Consider the contributions of all our immigrants, including Jesus

Bishop Gerald Kicanas, when he was still an auxiliary in Chicago, told the story of an encounter he had with a ragged woman who was pushing a shopping cart. When she hailed him, he admitted that his initial response was to wish he had been walking on the other side of the street. Moments later he was surprised by her message: “Tell the Cardinal I’m praying for him,” she said.

The one she was praying for was Joseph Cardinal Bernardin. He, as most know, was a son of South Carolina and a priest of this diocese. By the time this event took place, he had attained international note. Time magazine had featured him in a cover story for his role in the drafting of the U.S. Catholic Bishops’ message “The Challenge of Peace.” This document dealt with moral issues around nuclear weapons and clarified the Church’s teaching on the just war. Later, as Cardinal Archbishop of Chicago, he survived a much-publicized false accusation of sexual impropriety.

At the point at which the homeless woman announced she was praying for him, he was dying — gracefully and courageously — of cancer. At his death in 1996, an editorial in St. Anthony Messenger remarked that if there were a Mount Rushmore for American Catholics, Joseph Bernardin would be carved into it.

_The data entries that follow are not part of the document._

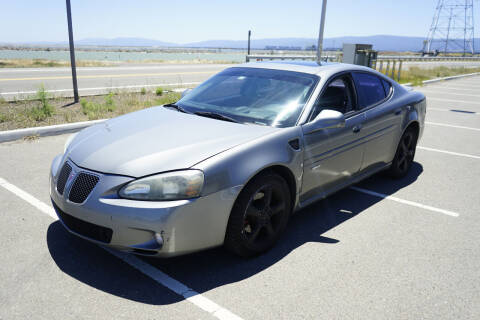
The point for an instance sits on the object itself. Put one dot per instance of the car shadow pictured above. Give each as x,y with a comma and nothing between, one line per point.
206,270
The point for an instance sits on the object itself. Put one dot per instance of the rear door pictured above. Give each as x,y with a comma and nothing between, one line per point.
333,156
382,119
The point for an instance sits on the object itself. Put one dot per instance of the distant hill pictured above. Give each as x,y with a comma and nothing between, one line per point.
380,42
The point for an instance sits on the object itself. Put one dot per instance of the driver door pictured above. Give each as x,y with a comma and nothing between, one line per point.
332,156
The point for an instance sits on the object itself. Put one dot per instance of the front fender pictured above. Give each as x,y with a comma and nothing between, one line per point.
236,166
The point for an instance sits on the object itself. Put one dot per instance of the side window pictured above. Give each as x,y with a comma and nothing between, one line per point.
338,95
370,89
387,86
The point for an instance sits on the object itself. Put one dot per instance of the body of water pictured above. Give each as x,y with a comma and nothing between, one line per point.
62,55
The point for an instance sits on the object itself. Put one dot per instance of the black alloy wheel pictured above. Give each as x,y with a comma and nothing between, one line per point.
405,153
259,215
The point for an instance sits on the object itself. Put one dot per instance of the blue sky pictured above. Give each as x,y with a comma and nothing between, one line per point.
185,21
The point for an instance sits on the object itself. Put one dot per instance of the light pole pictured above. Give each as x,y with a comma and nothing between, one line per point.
72,52
320,33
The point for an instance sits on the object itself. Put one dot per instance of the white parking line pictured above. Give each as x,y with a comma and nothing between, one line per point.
107,88
456,111
411,203
158,276
451,126
451,100
449,152
28,198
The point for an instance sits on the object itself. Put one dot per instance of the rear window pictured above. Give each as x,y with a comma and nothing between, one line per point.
387,86
370,89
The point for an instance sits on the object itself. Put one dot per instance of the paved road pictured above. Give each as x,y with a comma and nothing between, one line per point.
21,83
351,256
18,82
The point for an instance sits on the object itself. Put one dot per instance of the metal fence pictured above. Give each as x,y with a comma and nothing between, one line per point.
391,66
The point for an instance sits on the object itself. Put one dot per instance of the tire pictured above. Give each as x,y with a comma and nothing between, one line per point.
259,216
402,162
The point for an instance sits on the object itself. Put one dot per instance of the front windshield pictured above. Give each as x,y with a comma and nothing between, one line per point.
252,95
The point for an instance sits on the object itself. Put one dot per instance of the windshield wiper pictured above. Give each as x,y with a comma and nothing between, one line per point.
215,115
176,107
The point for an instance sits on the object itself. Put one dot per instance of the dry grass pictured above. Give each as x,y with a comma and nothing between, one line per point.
18,114
416,75
42,63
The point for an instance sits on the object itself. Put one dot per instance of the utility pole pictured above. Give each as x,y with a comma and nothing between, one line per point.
72,52
320,33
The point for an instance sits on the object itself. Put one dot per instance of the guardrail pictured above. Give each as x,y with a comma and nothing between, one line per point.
262,57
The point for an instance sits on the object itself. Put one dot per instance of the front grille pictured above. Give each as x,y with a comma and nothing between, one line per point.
85,228
63,177
83,185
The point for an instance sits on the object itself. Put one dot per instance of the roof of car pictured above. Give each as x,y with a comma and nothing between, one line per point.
311,67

His fame was not what attracted the frowzy woman to him. It was, instead, the fact that the Cardinal had the common touch. He spent the final months of his life with cancer patients, prisoners, accident victims, and the elderly. He never seemed to forget his family’s roots. His father, an immigrant quarryman in Columbia, S.C., died when Joseph was just 6 years old. He and his sister were raised by their mother, who worked as a seamstress in the midst of the Great Depression.

These things seem important to remember as we reflect on the origins of the Catholic faith in this country and also as we engage the contemporary furor over immigration. Multitudes of the early Christians were laborers and homemakers, people of simple means. The apostles and their successors were missionaries, and thus emigrés into countries not their own. The foundations of faith in this country were laid by North American martyrs from France, Junipero Serra from Spain, John Neumann from Bohemia, and Mother Cabrini from Italy — among countless others. Catholic education, health care, and social services started here because of them. If we look around our diocese, we will note that many of our clergy are from Latin America, Africa, and Poland. We are a Church of immigrants.

It is not surprising, then, that our Catholic magisterial teaching insists that we must embrace the immigrant. We are counseled to welcome working-class newcomers, assist the poor, and afford families access to the blessings which we have received. If we do not do so, we may, in the future, lack saints and leaders. If the United States and Argentina had not done so, we might never have met men named Bernardin, Guglielmone, or a pope named Jorge Bergoglio.

The latter must have had some of this in mind when he urged the U.S. Congress (and us) this past September to respond to the world’s massive refugee crisis: “If we want security, let us give security; if we want life, let us give life; if we want opportunities, let us provide opportunities.” We know the name of the One who stands at the door and knocks. He too came here from elsewhere.